George Lucas wants you to futz with ‘Star Wars’

No, really.

I’m guessing he won’t be happy if you have Han Solo going on a rampage at the Mos Eisley cantina, shootin’ up all the lowlife alien smuggler scum who deserve it, but still:

George Lucas, creator of “Star Wars,” has never hesitated to protect his intellectual property, which is why some call him “Lucas the Litigator.” But this week, his Lucasfilm plans to make clips of “Star Wars” available to fans on the Internet to mash up — meaning to remix however they want — at will.

The clips — about 250 of them, from all six Star Wars movies — will land on the Starwars.com Web site tomorrow, part of this week’s 30th-anniversary celebrations of the release of his hit movie. Working with an easy-to-use editing program from Eyespot Corp. of San Diego, fans can cut, add to and retool the clips. Then they can post their creations to blogs or social-networking sites like MySpace. More clips will come out from time to time over coming months.

This is smart, on Lucas’s part. He’s trying to take control of the crazy, pop-culture-commenting creativity all the kids are into these days. I predict this will fail, wildly, from Lucas’s perspective (though fans will love it). If I may paraphrase what Princess Leia told Grand Moff Tarkin: The more you tighten your grip, Lucas, the more mashups will slip through your fingers.

And the grip is tight:

The mash-up project will come with rules, however. While it won’t stop anybody from assailing characters or casting them in unexpected lights, Eyespot has set up a program to make sure none of the doctored clips contain nudity, pornography, and the like.

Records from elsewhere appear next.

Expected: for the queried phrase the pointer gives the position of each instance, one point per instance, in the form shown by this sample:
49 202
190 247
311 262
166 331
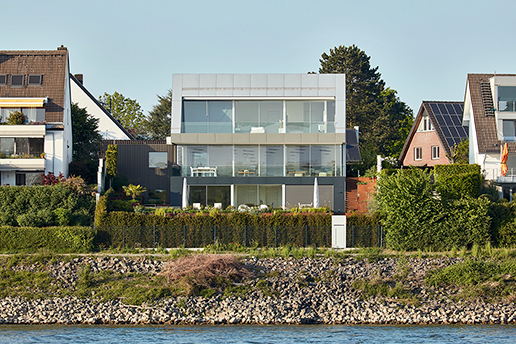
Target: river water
258 334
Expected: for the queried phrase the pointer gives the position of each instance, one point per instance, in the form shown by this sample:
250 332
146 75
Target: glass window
435 152
271 161
246 116
194 157
34 114
36 147
220 117
298 161
35 79
506 98
246 194
195 118
270 195
418 155
508 129
197 195
17 80
246 161
158 160
298 117
221 157
219 195
323 160
21 145
6 146
271 116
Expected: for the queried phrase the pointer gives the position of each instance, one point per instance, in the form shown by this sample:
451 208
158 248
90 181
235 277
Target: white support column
283 195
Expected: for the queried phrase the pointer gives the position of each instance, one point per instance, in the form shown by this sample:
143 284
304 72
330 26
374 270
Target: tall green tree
157 124
384 120
127 111
85 134
86 144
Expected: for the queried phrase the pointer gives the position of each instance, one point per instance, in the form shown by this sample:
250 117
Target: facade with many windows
259 139
36 84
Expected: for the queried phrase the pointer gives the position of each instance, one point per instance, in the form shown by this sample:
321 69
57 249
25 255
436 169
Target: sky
424 49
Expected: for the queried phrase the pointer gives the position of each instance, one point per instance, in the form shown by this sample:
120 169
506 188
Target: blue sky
424 49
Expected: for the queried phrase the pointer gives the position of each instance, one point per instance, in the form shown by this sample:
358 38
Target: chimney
79 78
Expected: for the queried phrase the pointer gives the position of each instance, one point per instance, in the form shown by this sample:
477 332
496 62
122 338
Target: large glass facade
260 160
212 116
253 195
211 195
507 98
258 116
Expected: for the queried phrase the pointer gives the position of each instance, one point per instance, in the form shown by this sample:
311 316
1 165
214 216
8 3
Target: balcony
22 164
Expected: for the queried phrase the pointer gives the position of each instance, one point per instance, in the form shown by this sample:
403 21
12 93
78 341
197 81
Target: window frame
418 153
22 80
435 149
39 83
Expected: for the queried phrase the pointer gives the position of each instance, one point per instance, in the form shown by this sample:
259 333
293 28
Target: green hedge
458 180
416 218
69 239
40 206
197 230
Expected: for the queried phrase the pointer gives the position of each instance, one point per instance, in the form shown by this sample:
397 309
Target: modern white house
109 127
259 139
490 113
37 84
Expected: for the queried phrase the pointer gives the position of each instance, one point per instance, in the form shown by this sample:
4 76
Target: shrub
16 118
53 238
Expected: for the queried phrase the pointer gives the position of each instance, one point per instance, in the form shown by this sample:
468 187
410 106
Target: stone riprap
304 290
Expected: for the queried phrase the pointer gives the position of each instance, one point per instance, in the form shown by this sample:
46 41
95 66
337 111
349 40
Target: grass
487 279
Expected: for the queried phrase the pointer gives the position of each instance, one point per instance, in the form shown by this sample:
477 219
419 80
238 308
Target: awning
22 102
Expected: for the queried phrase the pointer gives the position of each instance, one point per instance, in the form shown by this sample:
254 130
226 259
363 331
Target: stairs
487 98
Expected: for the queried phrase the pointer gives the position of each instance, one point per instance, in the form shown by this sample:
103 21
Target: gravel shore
297 291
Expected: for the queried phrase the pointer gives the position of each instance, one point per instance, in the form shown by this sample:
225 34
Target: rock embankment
293 291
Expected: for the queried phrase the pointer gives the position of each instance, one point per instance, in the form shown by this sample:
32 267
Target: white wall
108 129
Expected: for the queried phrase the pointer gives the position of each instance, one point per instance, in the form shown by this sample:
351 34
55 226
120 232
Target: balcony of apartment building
22 153
260 160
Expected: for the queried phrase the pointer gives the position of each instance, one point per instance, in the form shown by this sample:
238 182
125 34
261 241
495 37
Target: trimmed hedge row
197 230
44 205
70 239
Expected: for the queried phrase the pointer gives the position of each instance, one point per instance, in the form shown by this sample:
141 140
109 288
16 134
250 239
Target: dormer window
506 98
425 124
17 80
35 80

Oh, as if an entire generation of straight men hasn’t been fantasizing about Leia in that metal bikini, and out of it. Another prediction: Some horny dork will figure out a way around the restriction about ten seconds after the project goes live.

And before you get any funny ideas in your head, don’t think Lucas is doing this out of the goodness of his heart or his love for the fans:

Eventually, the mash-ups will run with brief video advertising before them, with Lucasfilm and Eyespot splitting the proceeds. The efforts should bring refocused attention on all the “Star Wars” movies, helping to boost DVD and merchandise sales.

Uh-huh. Always to the future this one looks. Never his mind on where he was, what he was doing. Profits! Fame! A Jedi seeks not these things.